Ever go to an event hosted by a culture different from your own but feel out of place because of the way people looked (or didn’t look) at you? Well, the Chin National Day celebration is definitely not one of those events. Chin National Day (CND) is an annual holiday among the Chin people from Burma and Burmese-Americans that celebrates democracy, unity and cultural identity. As I understand it, CND initially focused solely on the political aspect of the Chin people but over the years has broadened to emphasize the cultural aspect of being Chin.
The CND celebration I attended was marked by prayer, commentary, entertainment and lots of food. It’s a family-oriented affair attended by young and old alike. The evening’s festivities were simple in production yet culturally rich and colorful – with many folks dressed in traditional Chin attire. Think ‘family reunion’ with a fashion theme, except that several hundred folks you don’t even know are there. As an outsider, it was enlightening to observe the ethnic traditions presented in the form of music, dancing and other performances.

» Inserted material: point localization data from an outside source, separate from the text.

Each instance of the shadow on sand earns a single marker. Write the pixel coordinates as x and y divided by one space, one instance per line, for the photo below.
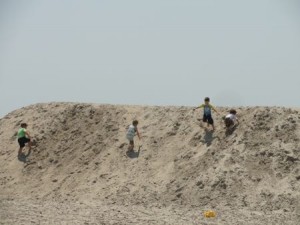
133 154
23 157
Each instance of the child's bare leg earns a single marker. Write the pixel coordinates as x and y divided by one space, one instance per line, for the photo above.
20 151
131 146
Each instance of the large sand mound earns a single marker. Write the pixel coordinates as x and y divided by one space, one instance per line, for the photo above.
79 172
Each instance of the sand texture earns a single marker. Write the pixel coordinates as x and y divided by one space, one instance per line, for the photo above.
79 170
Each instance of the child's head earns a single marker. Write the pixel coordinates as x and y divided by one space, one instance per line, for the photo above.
24 125
135 123
206 100
232 111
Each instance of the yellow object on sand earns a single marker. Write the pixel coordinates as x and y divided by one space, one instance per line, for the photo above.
209 214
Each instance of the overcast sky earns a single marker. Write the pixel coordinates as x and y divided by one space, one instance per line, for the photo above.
155 52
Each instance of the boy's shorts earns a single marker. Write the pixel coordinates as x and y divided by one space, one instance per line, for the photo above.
130 138
22 141
228 122
208 119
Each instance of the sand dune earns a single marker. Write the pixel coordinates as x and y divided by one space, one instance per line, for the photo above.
79 171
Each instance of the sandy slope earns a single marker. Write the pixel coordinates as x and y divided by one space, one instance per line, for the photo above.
79 171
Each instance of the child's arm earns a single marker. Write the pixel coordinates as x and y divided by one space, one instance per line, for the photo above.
138 133
27 133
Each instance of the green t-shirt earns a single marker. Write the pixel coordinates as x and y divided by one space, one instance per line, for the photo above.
21 133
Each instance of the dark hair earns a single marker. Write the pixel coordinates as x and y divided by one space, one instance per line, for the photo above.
232 111
23 125
207 99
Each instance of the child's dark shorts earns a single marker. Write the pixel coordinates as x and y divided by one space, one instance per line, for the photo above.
22 141
208 119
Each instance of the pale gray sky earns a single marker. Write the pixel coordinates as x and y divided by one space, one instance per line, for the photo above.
155 52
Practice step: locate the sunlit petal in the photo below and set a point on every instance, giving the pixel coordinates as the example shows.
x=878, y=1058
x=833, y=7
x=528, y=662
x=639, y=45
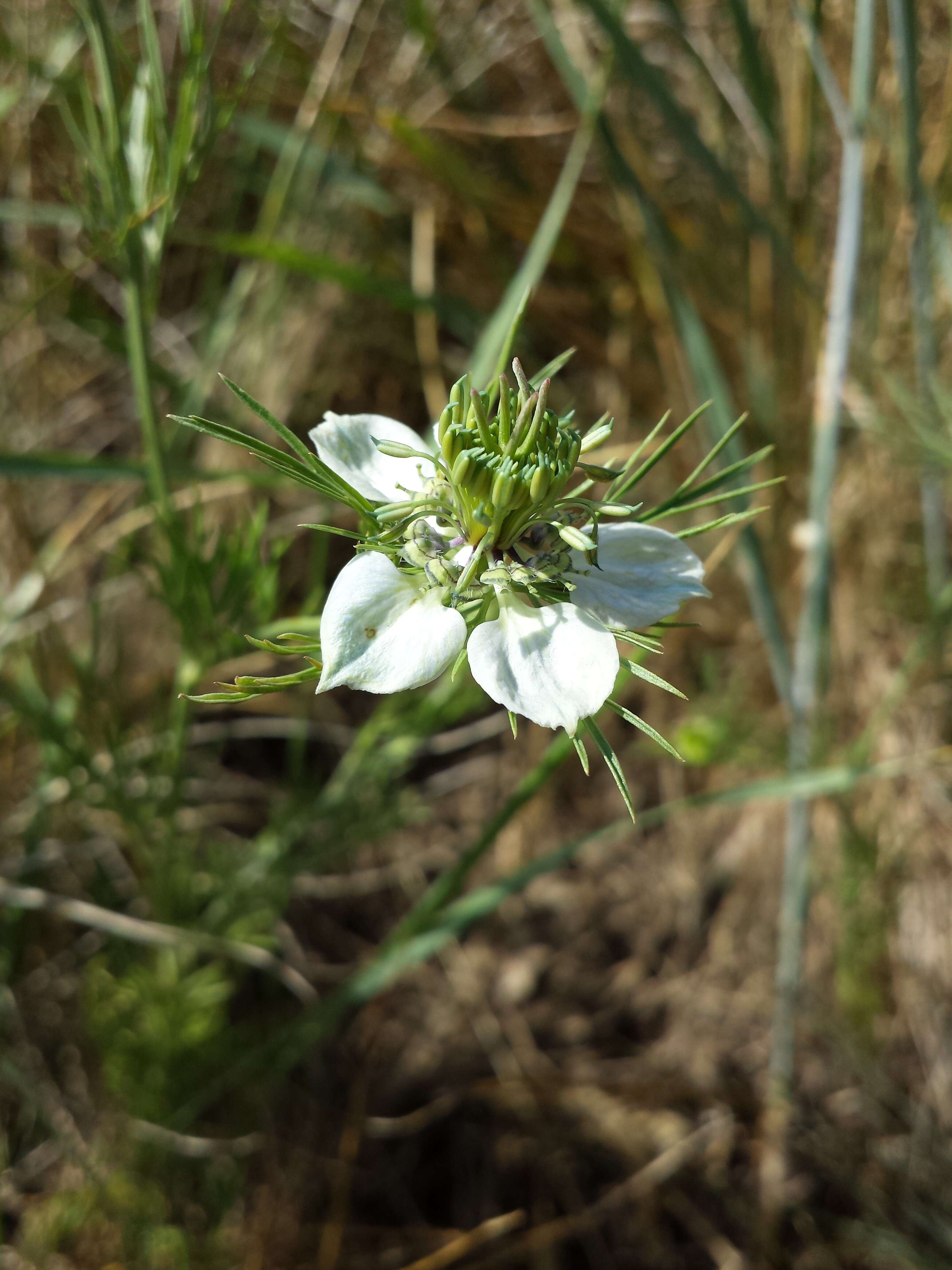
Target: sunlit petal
x=554, y=665
x=343, y=442
x=381, y=632
x=644, y=574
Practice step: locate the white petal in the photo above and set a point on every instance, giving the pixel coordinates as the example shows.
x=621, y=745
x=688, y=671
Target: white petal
x=381, y=632
x=555, y=665
x=645, y=574
x=343, y=442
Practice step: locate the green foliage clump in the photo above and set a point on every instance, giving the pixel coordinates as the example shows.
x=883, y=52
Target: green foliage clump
x=159, y=1027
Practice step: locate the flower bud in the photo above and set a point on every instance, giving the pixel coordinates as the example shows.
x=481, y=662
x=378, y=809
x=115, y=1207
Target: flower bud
x=395, y=449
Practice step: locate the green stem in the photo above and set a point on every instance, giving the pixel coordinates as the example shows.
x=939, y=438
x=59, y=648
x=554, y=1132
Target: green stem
x=136, y=349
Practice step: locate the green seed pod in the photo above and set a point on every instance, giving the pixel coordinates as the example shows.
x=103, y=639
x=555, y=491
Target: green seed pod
x=539, y=487
x=445, y=421
x=417, y=554
x=479, y=416
x=460, y=399
x=447, y=444
x=461, y=468
x=504, y=418
x=441, y=573
x=503, y=488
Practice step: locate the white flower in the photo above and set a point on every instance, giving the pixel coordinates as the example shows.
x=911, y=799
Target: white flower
x=344, y=442
x=383, y=632
x=549, y=658
x=554, y=665
x=644, y=574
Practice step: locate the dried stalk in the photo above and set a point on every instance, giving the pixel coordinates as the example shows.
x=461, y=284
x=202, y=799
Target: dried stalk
x=813, y=628
x=932, y=496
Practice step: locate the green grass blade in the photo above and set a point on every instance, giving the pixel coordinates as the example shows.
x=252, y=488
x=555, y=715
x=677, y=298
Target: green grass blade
x=727, y=475
x=333, y=529
x=711, y=455
x=637, y=722
x=650, y=677
x=56, y=215
x=311, y=265
x=612, y=764
x=551, y=369
x=721, y=522
x=492, y=342
x=72, y=467
x=263, y=413
x=641, y=73
x=693, y=505
x=324, y=482
x=622, y=487
x=756, y=70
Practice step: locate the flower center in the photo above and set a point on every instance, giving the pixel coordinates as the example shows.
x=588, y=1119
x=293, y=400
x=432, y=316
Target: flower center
x=510, y=459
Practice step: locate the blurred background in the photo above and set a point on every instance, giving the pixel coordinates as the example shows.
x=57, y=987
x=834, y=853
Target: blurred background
x=352, y=982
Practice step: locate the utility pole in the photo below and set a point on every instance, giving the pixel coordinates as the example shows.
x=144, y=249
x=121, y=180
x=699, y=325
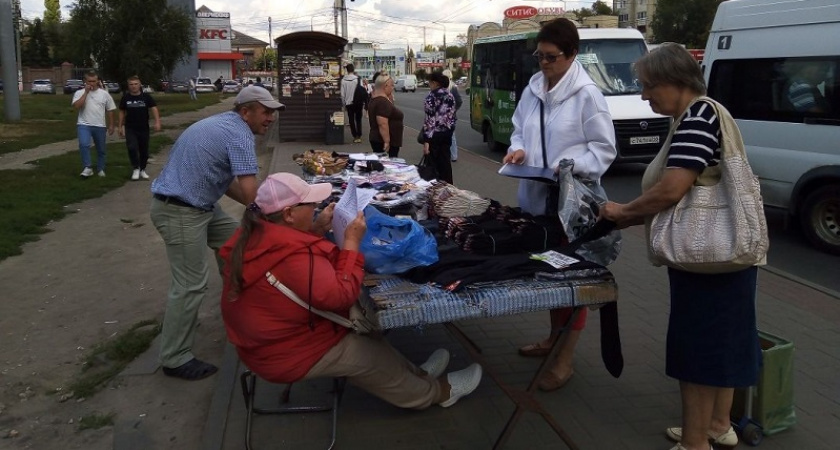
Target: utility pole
x=18, y=35
x=344, y=19
x=11, y=97
x=336, y=8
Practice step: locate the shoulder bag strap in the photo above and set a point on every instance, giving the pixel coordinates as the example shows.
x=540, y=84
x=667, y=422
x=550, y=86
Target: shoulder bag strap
x=343, y=321
x=542, y=135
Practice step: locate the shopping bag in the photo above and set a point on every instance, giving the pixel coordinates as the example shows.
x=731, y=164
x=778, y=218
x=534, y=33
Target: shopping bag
x=426, y=168
x=393, y=245
x=577, y=207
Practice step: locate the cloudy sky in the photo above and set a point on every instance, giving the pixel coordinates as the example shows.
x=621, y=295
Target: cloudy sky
x=390, y=23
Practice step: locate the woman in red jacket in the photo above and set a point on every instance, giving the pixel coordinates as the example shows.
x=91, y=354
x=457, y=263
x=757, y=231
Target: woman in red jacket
x=284, y=342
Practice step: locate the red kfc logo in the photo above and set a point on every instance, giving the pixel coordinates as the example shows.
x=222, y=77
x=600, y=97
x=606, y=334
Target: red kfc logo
x=213, y=34
x=520, y=12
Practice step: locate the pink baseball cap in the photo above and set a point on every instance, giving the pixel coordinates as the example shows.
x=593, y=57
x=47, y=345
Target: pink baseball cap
x=282, y=190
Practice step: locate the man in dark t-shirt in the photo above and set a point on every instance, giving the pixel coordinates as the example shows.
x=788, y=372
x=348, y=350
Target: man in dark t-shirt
x=134, y=125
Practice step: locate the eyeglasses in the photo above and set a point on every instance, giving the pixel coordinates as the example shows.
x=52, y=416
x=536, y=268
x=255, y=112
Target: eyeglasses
x=548, y=57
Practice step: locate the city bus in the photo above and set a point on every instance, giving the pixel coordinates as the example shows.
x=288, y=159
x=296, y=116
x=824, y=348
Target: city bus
x=503, y=65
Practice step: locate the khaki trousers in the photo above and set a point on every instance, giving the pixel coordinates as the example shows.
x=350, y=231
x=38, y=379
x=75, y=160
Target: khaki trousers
x=375, y=366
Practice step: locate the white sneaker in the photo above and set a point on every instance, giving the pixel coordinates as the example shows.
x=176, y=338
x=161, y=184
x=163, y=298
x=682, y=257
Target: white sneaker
x=462, y=383
x=436, y=363
x=728, y=439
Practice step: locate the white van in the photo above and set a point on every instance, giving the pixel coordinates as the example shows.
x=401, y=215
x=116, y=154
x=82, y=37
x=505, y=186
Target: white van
x=776, y=68
x=406, y=83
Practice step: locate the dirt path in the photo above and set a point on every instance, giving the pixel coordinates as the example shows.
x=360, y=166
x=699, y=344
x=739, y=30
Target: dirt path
x=98, y=272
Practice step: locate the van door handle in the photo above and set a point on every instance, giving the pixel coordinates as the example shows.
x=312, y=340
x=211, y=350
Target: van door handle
x=821, y=121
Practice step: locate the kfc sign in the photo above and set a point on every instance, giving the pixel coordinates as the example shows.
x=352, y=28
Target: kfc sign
x=213, y=33
x=520, y=12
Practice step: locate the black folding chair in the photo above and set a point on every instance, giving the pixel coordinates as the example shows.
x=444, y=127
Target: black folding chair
x=248, y=380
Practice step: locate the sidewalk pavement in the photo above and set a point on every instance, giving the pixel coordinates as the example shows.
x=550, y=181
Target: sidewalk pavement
x=597, y=410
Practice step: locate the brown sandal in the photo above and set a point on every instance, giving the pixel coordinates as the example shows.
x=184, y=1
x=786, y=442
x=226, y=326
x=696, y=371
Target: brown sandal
x=535, y=350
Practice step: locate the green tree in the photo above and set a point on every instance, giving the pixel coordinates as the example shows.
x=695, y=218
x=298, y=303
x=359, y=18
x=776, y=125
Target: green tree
x=35, y=50
x=109, y=34
x=266, y=61
x=601, y=9
x=52, y=12
x=684, y=21
x=52, y=29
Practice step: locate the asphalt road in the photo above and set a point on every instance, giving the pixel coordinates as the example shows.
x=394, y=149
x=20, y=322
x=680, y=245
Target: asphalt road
x=789, y=252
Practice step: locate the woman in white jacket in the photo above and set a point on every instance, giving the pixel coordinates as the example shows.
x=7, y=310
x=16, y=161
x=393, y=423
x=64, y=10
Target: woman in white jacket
x=561, y=115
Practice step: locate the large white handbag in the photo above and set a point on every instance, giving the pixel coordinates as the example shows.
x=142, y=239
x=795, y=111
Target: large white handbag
x=719, y=225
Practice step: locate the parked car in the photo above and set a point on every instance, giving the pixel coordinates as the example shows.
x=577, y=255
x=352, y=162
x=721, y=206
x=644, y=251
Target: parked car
x=71, y=86
x=204, y=85
x=113, y=87
x=231, y=86
x=178, y=86
x=43, y=87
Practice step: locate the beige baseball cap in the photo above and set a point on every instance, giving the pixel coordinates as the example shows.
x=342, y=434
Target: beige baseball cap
x=258, y=94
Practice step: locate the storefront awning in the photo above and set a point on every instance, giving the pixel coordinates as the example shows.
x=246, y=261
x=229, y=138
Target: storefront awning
x=208, y=56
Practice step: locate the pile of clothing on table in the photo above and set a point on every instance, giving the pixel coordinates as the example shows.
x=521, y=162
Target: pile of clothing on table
x=321, y=162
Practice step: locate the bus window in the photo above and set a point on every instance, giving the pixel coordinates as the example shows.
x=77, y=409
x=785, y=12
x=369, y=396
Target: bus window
x=610, y=64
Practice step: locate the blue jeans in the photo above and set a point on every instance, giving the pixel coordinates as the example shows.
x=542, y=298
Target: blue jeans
x=87, y=134
x=453, y=150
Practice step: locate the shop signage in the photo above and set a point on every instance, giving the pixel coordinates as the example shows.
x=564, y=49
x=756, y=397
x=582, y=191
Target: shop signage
x=526, y=12
x=520, y=12
x=212, y=15
x=213, y=34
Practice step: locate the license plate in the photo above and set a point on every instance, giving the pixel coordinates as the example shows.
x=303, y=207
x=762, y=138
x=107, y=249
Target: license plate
x=644, y=140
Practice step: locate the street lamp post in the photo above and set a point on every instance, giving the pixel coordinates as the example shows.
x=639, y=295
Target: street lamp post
x=444, y=42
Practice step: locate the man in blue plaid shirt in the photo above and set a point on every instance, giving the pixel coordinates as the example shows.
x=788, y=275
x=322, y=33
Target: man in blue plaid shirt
x=215, y=156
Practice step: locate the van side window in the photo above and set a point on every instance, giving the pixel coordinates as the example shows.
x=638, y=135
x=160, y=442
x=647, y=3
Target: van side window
x=796, y=90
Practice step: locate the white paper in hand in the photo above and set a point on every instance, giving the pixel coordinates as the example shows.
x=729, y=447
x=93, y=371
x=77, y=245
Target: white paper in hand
x=352, y=201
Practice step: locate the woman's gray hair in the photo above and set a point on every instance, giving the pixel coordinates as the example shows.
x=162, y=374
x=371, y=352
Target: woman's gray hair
x=379, y=84
x=671, y=64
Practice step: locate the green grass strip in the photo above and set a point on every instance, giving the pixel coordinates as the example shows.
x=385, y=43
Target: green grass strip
x=32, y=198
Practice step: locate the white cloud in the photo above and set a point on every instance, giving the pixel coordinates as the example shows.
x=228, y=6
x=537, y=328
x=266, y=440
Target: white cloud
x=388, y=22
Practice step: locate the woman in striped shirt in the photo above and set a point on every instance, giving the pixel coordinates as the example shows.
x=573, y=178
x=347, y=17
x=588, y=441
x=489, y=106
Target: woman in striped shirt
x=712, y=344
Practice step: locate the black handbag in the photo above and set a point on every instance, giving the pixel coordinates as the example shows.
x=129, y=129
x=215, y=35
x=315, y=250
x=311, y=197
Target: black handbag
x=426, y=168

Despite the large audience, the event held a uniquely intimate feel. Since I arrived late and theater seating was limited, I made my way to the rear of the auditorium where dining tables were set up. The atmosphere back there was less formal and from where I sat, not only could I enjoy the program on stage, I was able to immerse myself in the Burmese-American community. What I took away from it all was most instructive.
For instance, you know how gatherings comprised of relatives that relaxed and comfortable feeling (that is, before the black sheep of the family arrives), and how even the smallest kids roam wild and free and parents tend not to fret about where they are or what they’re doing? That same spirit was present at CND. Adults watched over and interacted with youngsters doing their high-energy thing. Not out of control; just exploring and discovering.
As I observed the warm and inclusive scene, absent was that, ‘keep-your-distance-I-don’t-know-you’ posture found at other social affairs. In its place was more of a, ‘you felt our culture was significant enough to be here? Thanks for coming!’.
As one might expect, some of the teenagers were brash and rambunctious. There also were the obligatory babies crying. Still, the underpinnings of the event were rooted along a common thread of unity – among human beings as much as Burmese-Americans in harmony. This is not to suggest these particular folks lead a quixotic existence. Far from it. I am told that, as with most communities, Burmese-Americans are steeped in their share of internal discord. But all of it was absent (at least from an outsider perspective) from this event, and it felt nourishing to be a part of this festive and engaging energy.
By contrast, more than a few local events I go to tend to be standoffish – including some that I am host to. And although most participating folks work hard to be polite, a person still can come away feeling like an outsider. It’s as if folks are avoiding really getting to know each other by ironically being as polite as possible.
After experiencing the good will ‘family’ feeling associated with the CND celebration, I wonder what’s happened to those of us born here to have acquired or adopted a posture in which we tend to regard each other with such suspicion these days. Or has it always been like this?